The Tripoli-based Government of National Unity called the meeting in Rome between Njla Mangoush and Eli Cohen “accidental, unofficial and not planned in advance.’

Israeli officials reportedly established contact with Libya’s unity government several months ago.

The Libyan Government of National Unity’s Prime Minister Abd al-Hamid al-Dabaiba has suspended his Foreign Minister, Najla Mangoush following her meeting last week in Rome with Israel’s Foreign Minister Eli Cohen.

Mangoush is being investigated and has been placed on “administrative suspension.” But according to the al-Wasat newspaper, she left Libya on a private jet two hours after her suspension and headed to Turkey.

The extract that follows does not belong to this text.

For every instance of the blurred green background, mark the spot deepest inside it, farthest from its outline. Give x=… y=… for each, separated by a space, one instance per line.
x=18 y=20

The Tripoli-based Government of National Unity issued a statement calling the meeting in Rome “accidental, unofficial and not planned in advance.”

“Libya categorically denies the exploitation by the Hebrew and international press and their attempt to confer upon the incident the character of meetings,” said the statement, which stressed Tripoli’s “complete and absolute rejection of normalization with the Zionist entity” and affirmed its “full commitment to the issues of the Arab and Islamic nations, foremost of which is the Palestinian cause.”


Libyan Presidential Council leader Mohammed Menfi called on Prime Minister Dabaiba to provide an explanation regarding the meeting. He said the meeting between Mangoush and Cohen “does not reflect the foreign policy of the Libyan state,” and is “a violation of Libyan laws that criminalize normalization with the Zionist entity.”

The news of the meeting brought protesters out into the streets of Libya, during which Israeli flags were burned, and there were chants in solidarity with the Palestinians.

The development comes hours after Jerusalem revealed that Cohen and Mangoush had met to discuss the possibility of normalizing ties.


During the first-ever meeting between representatives of the two countries, Cohen offered humanitarian help to the conflict-wrecked North African nation and discussed efforts to preserve the heritage of Libyan Jewry.

Israeli officials reportedly established contact with Libya’s unity government several months ago.

A Libyan government official told the Associated Press that the possibility of Libya joining the Abraham Accords was first discussed in January in a meeting in Tripoli between al-Dbeibeh and CIA Director William Burns.

The source told AP that the Libyan premier initially gave approval to Burns’s normalization proposal but withdrew from his position due to fears of a public backlash in the country that historically supported the Palestinian cause.

“The historic meeting with the Libyan foreign minister, Najla Mangoush, is the first step in the relationship between Israel and Libya,” Cohen said in a statement, explaining that “given Libya’s size and strategic location, relations are of great importance and have huge potential for the State of Israel.”

Torn by a bloody civil war since a NATO-supported rebellion removed dictator Muammar Gaddafi from power in 2011, Libya has been divided between rival governments in Tripoli and Benghazi for more than a decade.